In 1985, the Chun administration was under intensifying public pressure to lay bare what happened in Gwangju in 1980. From May 23 to 26, 1985, 73 university students occupied the U.S. Cultural Center in Seoul, demanding the American government’s apology for its alleged complicity. The defense minister was supposed to address the National Assembly on June 5, 1985, and the cabinet meeting was called on to respond to the growing demands to know the truth about the uprising and the government’s oppression.

As a result of the meeting, a truth commission led by the Agency for National Security Planning was formed. Ministries of interior, justice, defense and culture participated as well as Army headquarters, the Defense Security Command and police, Lee said. The ruling Democratic Justice Party and the Blue House as well as the Agency for National Security Planning were also its members.

“The truth commission’s code name was ‘80 commission,’” said Lee. “They tried their best to stop the existence of the commission being made public.”

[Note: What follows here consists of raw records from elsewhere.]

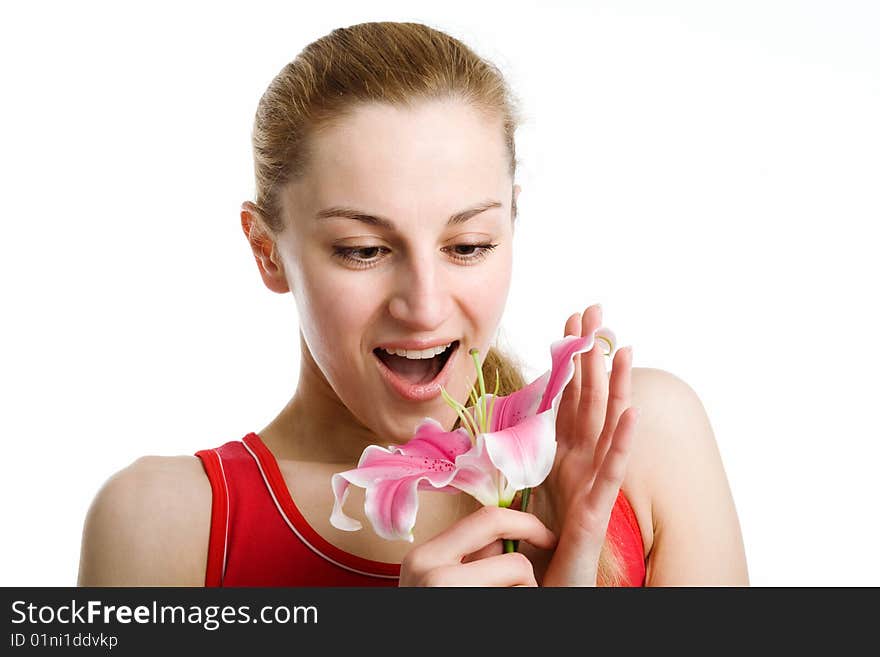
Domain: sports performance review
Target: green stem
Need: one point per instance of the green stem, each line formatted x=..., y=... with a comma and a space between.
x=511, y=545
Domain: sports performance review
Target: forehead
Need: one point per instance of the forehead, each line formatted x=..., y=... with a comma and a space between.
x=398, y=160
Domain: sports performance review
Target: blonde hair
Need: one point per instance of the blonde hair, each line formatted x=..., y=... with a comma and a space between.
x=395, y=63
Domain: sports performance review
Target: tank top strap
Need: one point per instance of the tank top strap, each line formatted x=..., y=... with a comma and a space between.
x=236, y=484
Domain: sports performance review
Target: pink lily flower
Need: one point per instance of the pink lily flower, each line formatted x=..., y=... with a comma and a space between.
x=504, y=445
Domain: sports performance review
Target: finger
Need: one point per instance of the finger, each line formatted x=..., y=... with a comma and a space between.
x=510, y=569
x=619, y=397
x=482, y=527
x=568, y=404
x=492, y=550
x=609, y=477
x=594, y=380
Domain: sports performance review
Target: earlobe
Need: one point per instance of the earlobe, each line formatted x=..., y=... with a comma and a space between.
x=263, y=247
x=513, y=211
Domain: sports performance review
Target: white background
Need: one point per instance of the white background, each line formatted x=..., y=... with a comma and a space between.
x=707, y=170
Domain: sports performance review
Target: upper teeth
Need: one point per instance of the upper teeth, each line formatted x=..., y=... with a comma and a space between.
x=418, y=354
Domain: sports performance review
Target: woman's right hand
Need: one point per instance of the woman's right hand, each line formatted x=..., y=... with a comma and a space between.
x=471, y=553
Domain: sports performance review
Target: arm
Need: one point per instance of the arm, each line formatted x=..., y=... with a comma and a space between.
x=697, y=537
x=148, y=526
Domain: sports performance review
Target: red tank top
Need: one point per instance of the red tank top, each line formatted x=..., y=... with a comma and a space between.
x=259, y=538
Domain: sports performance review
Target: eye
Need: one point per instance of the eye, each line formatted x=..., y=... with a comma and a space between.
x=363, y=257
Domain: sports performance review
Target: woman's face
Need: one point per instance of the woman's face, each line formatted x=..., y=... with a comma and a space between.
x=432, y=265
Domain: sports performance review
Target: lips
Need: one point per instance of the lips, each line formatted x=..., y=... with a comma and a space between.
x=424, y=390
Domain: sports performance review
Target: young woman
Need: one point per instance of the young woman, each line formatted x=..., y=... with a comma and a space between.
x=386, y=206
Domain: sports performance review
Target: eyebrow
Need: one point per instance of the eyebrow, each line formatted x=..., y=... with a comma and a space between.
x=357, y=215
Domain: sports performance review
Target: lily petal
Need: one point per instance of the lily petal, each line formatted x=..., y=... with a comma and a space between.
x=477, y=476
x=524, y=453
x=391, y=480
x=516, y=406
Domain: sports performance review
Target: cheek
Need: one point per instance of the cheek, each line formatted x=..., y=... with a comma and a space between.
x=334, y=315
x=488, y=294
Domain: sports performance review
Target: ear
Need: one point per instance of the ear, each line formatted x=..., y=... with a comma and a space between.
x=263, y=246
x=513, y=212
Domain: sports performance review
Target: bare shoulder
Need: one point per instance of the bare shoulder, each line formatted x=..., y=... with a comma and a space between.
x=680, y=482
x=148, y=526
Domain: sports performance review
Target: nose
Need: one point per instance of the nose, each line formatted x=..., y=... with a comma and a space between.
x=421, y=296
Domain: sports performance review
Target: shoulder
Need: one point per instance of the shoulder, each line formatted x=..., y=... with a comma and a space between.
x=674, y=428
x=148, y=525
x=677, y=468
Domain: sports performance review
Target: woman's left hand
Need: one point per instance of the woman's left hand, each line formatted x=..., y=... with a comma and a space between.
x=595, y=426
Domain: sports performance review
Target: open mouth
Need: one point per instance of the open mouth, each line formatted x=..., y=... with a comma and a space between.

He said the 80 commission’s documents were top secret. Within the Army, no documents about the commission could be transferred unless a general approved.

According to Lee, the special investigation team discovered documents showing that the 80 commission manipulated military records on the Gwangju democratization movement. Statements taken in 1981 from the soldiers who participated in the operation to suppress the protesters said they were ordered to shoot at demonstrators from a kneeling position at 1:30 p.m. on May 21, 1980 in front of Gwangju City Hall. But military authorities, before publishing the statements in 1988, ordered the unfavorable parts to be deleted. Some were actually removed, Lee said.

The Defense Security Command under the administration of Roh Tae-woo, who succeeded Chun in 1988, operated a team to downplay the brutality of the Chun regime in suppressing the demonstrators in Gwangju in order to influence public sentiment during the National Assembly hearings. “But our discovery of the 80 commission in 1985 showed that the government attempts to distort the facts began three years earlier,” Lee said.

“Right now, key military data is either missing or distorted,” Lee said. “Military officials also made false testimony. We are fighting a war against fake information.”

Lee said further investigation is necessary to lay bare the specific activities of the 80 commission and the existence of the Gwangju White Paper it supposedly published. “We will ask the National Intelligence Service to find out if the White Paper exists in its archive or not,” Lee said.

Lee, however, refused to answer whether the probe answered the allegations of a helicopter firing at demonstrators and fighter jets being ready to support the crackdown.

According to Lee, his team questioned 19 eye-witnesses of the alleged helicopter shooting. Another 29, including pilots and mechanics, were questioned about the allegation that fighter jets were readied to participate in the crackdown.

New records offered by the U.S. Embassy and Japanese Embassy as well as the Korea-U.S. Combined Forces Command, U.S. 7th Air Force, Defense Security Command and National Intelligence Service were reviewed for the fact-finding mission. New witnesses were also questioned.

Lee said his team needs an extension on the mandate of the special probe, which ends on Nov. 31.

Meanwhile, the May 18 Memorial Foundation said Monday it will start an excavation next week at the former site of Gwangju Prison.

The foundation said the excavation will begin next Monday based on new witness statements. The former site of Gwangju Prison has been suspected as a secret burial ground based on military records and an earlier fact-finding mission by the Defense Ministry. Troops including the 3rd Airborne Special Forces Brigade were stationed at the Gwangju Prison during the massacre. The military said in 1980 that 27 civilians died at the prison, but only remains of 11 bodies were recovered.